[17日 ロイター] – 岸田文雄首相は17日夜、日中首脳会談後に記者会見し、建設的で安定的な両国関係の構築に向け、あらゆるレベルで緊密に意思疎通を図っていくことで習近平国家主席と一致したことを明らかにした。今後、林芳正外相の訪中についても調整を進めていく。
両首脳は、アジア太平洋経済協力会議(APEC)首脳会議のため訪れているタイのバンコクで約45分間会談した。日中首脳の対面会談は、安倍晋三政権時の2019年12月以来約3年ぶり。
岸田首相は会談の冒頭、両国は地域と国際社会の平和と繁栄にとって重要な責任を持ち、「建設的で安定的な関係を双方の努力で現実のものとしていくことが重要だ」と述べ、こうした考え方で習主席と一致したという。
日本の外務省によると、習主席からは、両国の関係には幅広い共通の利益や協力の可能性があり、重要性は変わらず、岸田首相とともに新しい時代の要求にふさわしい関係の構築をしていきたい、との発言があった。
<課題と懸案>
日中は今年、国交正常化50周年を迎えた。

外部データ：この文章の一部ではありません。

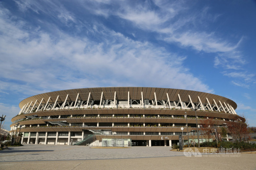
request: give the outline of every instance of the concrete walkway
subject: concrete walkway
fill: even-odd
[[[256,154],[187,157],[169,147],[102,149],[25,144],[0,151],[1,169],[256,169]]]

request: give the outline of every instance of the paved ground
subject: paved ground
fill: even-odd
[[[256,169],[256,154],[187,157],[169,147],[102,149],[25,144],[0,151],[0,169]]]

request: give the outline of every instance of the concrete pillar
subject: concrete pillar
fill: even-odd
[[[55,144],[57,144],[58,142],[58,136],[59,136],[59,132],[56,132],[56,140],[55,140]]]
[[[36,132],[36,143],[35,144],[37,144],[38,143],[38,132]]]
[[[170,146],[172,146],[172,140],[169,140],[169,145]]]
[[[23,143],[23,140],[24,139],[24,134],[25,134],[24,132],[23,132],[22,134],[23,135],[22,136],[22,138],[21,138],[21,144]]]
[[[30,135],[31,134],[31,133],[30,132],[28,132],[28,143],[29,144],[29,142],[30,141]]]
[[[44,139],[44,144],[46,144],[47,143],[47,135],[48,134],[48,132],[45,132],[45,139]]]
[[[70,137],[71,135],[71,133],[70,133],[70,131],[69,131],[68,132],[68,145],[70,145]]]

両国はこれまで経済面でのつながりを強めてきたが、近年は中国の軍事的活動が日本や東アジア地域の安全保障上の強い懸念材料となっている。
日本が実効支配し、中国も領有権を主張する沖縄県尖閣諸島(中国名:釣魚島)周辺では、中国海警局の船による接続水域内の航行や領海侵入が相次いでいるほか、8月にはペロシ米下院議長の台湾訪問を受けて中国が大規模な軍事演習を実施し、弾道ミサイルが日本の排他的経済水域(EEZ)内に落下した。
首相は中国の軍事的活動について深刻な懸念を表明し、台湾海峡の平和と安定の重要性を改めて強調すると同時に、安全保障分野の意思疎通の強化を申し合わせた。習主席には、日本産食品に対する輸入規制の早期撤廃も強く求めたという。

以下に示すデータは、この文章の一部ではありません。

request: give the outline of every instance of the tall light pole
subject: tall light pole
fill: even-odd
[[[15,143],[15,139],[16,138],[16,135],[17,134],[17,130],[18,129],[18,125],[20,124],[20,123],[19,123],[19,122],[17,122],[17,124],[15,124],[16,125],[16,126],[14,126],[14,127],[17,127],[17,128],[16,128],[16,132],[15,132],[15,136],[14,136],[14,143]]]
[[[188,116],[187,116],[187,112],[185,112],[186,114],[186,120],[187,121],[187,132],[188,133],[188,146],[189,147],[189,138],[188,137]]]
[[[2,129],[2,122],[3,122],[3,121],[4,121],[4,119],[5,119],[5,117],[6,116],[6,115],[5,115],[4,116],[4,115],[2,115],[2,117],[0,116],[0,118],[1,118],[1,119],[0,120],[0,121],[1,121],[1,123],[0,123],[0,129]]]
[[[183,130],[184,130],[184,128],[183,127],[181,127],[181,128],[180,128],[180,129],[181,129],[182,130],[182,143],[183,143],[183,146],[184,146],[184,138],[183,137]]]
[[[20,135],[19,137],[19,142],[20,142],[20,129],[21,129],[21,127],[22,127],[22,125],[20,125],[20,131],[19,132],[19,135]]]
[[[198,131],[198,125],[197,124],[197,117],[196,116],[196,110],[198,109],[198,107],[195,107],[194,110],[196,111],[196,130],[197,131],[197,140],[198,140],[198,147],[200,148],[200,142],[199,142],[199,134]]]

ウクライナ情勢を巡っては、首相がロシアが核兵器使用を示唆していることに強い憂慮を表明。両首脳は、核兵器の使用や核戦争を行ってはならないとの見解で一致した。さらに首相は北朝鮮について中国が果たす役割に期待を述べ、拉致問題の即時解決を含めて緊密に連携していくことを確認した。
<経済や国民交流では協力>
岸田首相は16日、インドネシアのバリ島での20カ国・地域(G20)首脳会議後、記者団の取材に応じ、日中関係について、さまざまな可能性がある一方、さまざまな課題や懸案があるとし、「主張すべきは主張し、責任ある行動を求めながらも、協力すべき点については協力する」と述べていた。
きょうの会談では、環境、省エネ、医療、介護、ヘルスケアなどの分野において両国の利益になる形で協力を後押しするとともに、青少年を含む国民交流を再活性化させていくことでも一致した。